The typing rules are dynamic (i.e. checked at run-time) and are summarized as follows:

int bin_op int -> int
int bin_op double -> int
double bin_op int -> int
double bin_op double -> double
array bin_op array -> array
sum(array) -> double
transpose(array) -> array
int rel_op int -> int 
double rel_op double -> int

Any other combination of argument types gives a runtime error.
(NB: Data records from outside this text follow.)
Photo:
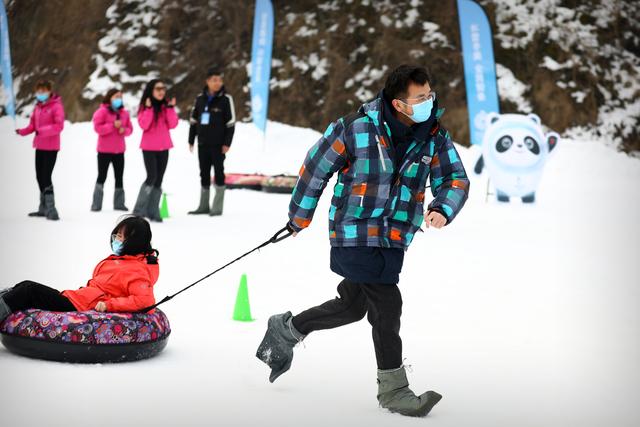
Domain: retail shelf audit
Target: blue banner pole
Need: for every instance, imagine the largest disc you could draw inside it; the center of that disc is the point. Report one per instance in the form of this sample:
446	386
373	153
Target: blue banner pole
5	63
479	66
261	62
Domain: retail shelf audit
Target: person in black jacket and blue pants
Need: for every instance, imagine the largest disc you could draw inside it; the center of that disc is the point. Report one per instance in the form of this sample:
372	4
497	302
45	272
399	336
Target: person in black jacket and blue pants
212	120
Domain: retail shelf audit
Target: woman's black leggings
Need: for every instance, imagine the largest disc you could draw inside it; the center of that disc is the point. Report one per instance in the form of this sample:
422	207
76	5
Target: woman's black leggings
155	162
30	294
104	159
45	162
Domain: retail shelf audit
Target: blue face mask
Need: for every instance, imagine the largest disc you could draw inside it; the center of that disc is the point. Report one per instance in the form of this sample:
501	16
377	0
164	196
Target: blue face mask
42	97
117	246
421	111
116	103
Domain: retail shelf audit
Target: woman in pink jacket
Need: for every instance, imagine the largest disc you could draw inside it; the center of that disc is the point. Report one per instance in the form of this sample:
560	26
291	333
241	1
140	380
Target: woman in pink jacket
47	121
112	123
156	116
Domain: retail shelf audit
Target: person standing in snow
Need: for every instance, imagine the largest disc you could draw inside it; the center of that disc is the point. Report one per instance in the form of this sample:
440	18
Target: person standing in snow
112	124
156	117
383	155
47	122
122	282
212	120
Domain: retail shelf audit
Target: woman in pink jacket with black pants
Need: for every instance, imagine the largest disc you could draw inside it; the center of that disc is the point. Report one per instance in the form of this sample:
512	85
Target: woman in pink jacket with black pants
47	121
156	116
112	123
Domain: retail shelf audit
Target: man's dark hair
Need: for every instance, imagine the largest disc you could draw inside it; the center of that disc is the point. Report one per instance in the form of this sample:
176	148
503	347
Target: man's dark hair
137	235
214	71
109	94
398	81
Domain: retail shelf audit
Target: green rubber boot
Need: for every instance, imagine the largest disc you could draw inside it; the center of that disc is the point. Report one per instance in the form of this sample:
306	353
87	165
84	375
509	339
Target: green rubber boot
395	395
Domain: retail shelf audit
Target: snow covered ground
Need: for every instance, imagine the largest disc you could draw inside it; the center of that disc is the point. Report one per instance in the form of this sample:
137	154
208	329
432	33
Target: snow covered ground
519	315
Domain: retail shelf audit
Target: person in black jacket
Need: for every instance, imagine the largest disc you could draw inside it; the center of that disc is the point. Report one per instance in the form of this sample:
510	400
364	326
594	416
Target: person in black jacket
213	121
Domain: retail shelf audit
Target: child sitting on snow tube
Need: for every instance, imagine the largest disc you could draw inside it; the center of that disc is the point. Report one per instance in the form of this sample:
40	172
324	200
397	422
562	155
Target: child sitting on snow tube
123	282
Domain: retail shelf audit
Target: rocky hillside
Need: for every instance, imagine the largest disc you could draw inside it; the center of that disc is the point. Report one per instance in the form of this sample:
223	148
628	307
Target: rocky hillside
574	63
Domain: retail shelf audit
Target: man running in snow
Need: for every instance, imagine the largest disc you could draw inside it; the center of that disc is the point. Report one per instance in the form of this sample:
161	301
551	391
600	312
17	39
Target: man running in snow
383	155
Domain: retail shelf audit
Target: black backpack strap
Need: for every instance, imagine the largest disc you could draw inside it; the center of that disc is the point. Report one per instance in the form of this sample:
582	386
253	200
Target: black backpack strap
351	117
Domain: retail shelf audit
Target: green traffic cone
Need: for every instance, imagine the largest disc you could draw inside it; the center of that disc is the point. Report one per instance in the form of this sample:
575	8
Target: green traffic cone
164	207
242	311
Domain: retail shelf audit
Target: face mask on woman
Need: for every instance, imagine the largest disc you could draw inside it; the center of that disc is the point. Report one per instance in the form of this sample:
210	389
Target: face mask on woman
117	246
42	96
116	103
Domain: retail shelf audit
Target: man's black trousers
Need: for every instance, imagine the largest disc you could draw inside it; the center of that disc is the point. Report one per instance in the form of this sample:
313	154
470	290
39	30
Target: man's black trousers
382	303
211	155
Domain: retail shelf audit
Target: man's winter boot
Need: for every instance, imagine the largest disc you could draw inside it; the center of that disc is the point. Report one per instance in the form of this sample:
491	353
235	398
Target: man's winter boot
153	212
98	192
140	208
4	310
276	348
204	202
218	201
118	200
40	211
395	395
50	210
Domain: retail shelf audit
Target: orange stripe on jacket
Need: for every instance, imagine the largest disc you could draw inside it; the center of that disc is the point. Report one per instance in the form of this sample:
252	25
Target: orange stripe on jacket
359	189
456	183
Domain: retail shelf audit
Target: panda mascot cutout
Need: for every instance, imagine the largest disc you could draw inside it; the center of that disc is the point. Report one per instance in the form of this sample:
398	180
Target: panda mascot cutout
514	150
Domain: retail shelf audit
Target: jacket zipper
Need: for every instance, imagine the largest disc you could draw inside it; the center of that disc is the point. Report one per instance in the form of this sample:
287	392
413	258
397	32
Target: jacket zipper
384	166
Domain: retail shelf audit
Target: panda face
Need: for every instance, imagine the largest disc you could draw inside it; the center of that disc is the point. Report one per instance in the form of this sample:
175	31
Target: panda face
506	142
518	148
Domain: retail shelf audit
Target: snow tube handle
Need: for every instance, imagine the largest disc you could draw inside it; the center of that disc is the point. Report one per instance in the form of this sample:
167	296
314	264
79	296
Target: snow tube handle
278	238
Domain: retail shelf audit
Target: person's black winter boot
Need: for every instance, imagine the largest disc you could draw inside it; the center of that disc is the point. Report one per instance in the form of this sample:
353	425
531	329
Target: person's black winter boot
4	310
118	200
276	348
98	193
395	395
40	211
142	202
217	205
154	205
204	203
50	210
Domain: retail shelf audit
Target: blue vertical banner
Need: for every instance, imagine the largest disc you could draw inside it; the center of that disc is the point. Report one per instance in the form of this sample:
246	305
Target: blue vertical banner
261	62
5	63
479	66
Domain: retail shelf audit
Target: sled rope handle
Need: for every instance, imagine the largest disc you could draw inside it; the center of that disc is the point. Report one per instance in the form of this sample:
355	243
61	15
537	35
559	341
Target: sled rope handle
278	237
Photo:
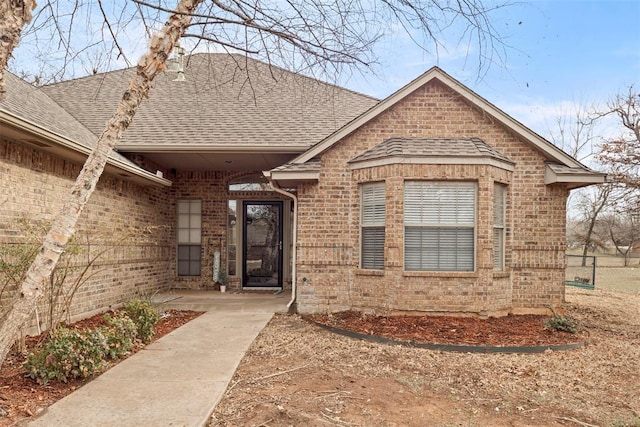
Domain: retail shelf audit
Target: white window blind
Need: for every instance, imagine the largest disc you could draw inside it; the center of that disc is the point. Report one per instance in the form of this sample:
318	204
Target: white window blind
439	222
499	207
189	237
373	202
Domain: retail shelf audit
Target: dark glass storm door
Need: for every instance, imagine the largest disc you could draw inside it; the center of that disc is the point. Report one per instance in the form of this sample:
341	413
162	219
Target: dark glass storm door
262	245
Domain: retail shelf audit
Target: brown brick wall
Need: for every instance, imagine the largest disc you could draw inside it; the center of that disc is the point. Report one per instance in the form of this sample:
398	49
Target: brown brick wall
329	220
34	184
212	188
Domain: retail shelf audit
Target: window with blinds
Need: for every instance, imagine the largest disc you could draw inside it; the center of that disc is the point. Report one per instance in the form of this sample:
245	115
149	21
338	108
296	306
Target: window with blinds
439	220
189	237
499	214
372	222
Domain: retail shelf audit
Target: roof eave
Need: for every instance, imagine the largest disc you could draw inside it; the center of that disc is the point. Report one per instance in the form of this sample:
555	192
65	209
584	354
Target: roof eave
547	148
574	180
292	178
36	130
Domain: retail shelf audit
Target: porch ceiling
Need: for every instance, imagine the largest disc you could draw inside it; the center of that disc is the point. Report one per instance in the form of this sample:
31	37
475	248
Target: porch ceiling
254	161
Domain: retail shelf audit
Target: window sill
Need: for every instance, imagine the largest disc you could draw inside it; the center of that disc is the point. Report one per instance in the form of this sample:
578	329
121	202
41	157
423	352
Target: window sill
458	274
363	272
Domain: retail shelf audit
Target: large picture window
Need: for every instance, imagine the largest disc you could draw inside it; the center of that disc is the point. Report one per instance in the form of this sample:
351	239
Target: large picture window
372	225
439	220
499	207
189	237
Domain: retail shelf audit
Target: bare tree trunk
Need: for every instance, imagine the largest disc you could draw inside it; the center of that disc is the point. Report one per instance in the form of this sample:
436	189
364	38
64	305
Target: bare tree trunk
14	15
63	227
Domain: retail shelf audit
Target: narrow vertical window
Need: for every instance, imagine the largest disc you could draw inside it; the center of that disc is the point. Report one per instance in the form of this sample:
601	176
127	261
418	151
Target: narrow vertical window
439	223
372	225
232	237
189	237
499	208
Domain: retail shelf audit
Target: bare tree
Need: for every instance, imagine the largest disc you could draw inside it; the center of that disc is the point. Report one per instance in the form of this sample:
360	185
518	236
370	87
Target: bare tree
63	226
622	154
590	205
575	132
300	34
624	232
322	37
14	15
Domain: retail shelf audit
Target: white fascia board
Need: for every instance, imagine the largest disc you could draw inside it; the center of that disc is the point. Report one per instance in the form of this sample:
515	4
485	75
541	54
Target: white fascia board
60	140
294	175
585	178
433	160
210	148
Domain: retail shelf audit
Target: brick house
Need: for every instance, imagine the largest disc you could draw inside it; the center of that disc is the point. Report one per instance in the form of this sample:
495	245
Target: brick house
432	200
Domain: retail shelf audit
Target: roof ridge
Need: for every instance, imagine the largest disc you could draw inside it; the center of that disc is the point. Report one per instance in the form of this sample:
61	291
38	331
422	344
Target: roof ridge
220	54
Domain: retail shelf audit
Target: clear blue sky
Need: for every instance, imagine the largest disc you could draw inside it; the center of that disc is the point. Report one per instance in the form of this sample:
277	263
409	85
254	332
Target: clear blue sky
558	53
561	53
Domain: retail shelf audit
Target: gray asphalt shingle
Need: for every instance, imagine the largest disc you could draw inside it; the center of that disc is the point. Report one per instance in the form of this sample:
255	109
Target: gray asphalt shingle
225	100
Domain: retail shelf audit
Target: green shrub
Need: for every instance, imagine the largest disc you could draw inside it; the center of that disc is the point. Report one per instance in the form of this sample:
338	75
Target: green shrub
121	333
145	316
68	353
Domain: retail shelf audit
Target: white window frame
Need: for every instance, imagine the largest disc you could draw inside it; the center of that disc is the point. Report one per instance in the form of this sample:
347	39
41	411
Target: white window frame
372	225
499	224
442	213
189	238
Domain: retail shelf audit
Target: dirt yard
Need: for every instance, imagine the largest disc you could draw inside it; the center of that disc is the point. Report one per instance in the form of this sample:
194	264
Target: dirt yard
297	374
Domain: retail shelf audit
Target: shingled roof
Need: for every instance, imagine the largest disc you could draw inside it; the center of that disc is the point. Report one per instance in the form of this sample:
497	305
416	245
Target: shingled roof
225	100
Consider the following example program.

 1:  n = read_int();
 2:  m = read_int();
 3:  x = read_array(m,n);
 4:  y = read_array(n,m)
 5:  if (n > m)
 6:    { s = 0;
 7:      do { 
 8:        t1 = x * y;
 9:        t2 = sum(t1);
10:        t3 = s + t2;
11:        n = n - 1;
12:      } while (n > 0);
13:     write(s);
14:    }
15:   else  
16:    { p = 1;
17:      i = 0;
18:      x_tr = transpose(x);
19:      while (i < n)
20:        { t1 = sum(x);
21:          x = x + t1;
22:          t2 = sum(x_tr);
22:          if (t2 < 0) 
24:            break; % breaks out of closest enclosing loop
25:          p = t1 * t2;
26:          i = i + 1;  
27:        }
28:      write(p);
29:    }
30: write(n);

(a)
Draw a typical control flow graph (CFG) that could be used to represent the entire program fragment, putting the statements in basic blocks where possible. Function calls do not break basic blocks.

(b)
Indicate the extended basic blocks for the CFG you created in part (a). Draw the Dominator Tree for the CFG from part (a). Identify the loops, explaining how how found them.

(c)
Assuming that we can represent a definition by a pair (varname,lineno), (i.e. the definition at line 4 would be (y,4)), what are the set of definitions that may reach the input of lines 5, 7, 8, 12, 16, 18, 24, 28 and 30 in the example program? As an example, the set of definitions reaching the input of line 2 is { (n,1) } .

(d)
Based on reaching definitions, what optimizaton(s) could be done on the example program?

(e)
What variables are live at the input of lines 30, 28, 26, 22, 18, 16, 13, 10, 7, 5 and 1 in the example program?

(f)
We can define a variable x to be super live at program point p if x will be used (before being redefined) and all paths from p to the end. Give the definition of super live analysis for the example language, using the steps for defining an analysis you learned in class.

(g)
Give a small program fragment which contains the statement x = y and on some path y is integer, whereas on another path y is double. In this case x will sometimes be integer, and sometimes double.

(h)
Give a small program fragment containing a loop which contains the statement x = transpose(y), where y has an array type on one path and integer type on another path. In this case there is at least one path that leads to a run-time type error.

(i)
Define a static analysis which approximates for each statement, the set of possible type each variable could have on input, and on output of the statement. Show the results of your analysis on the two examples from (g) and (h).

(j)
Describe two potential uses of the analysis you defined in (i).

Design and formalize an analysis to identify which program variables may be stored as integers. Give the rules for your analysis, and the types it would compute for the example program.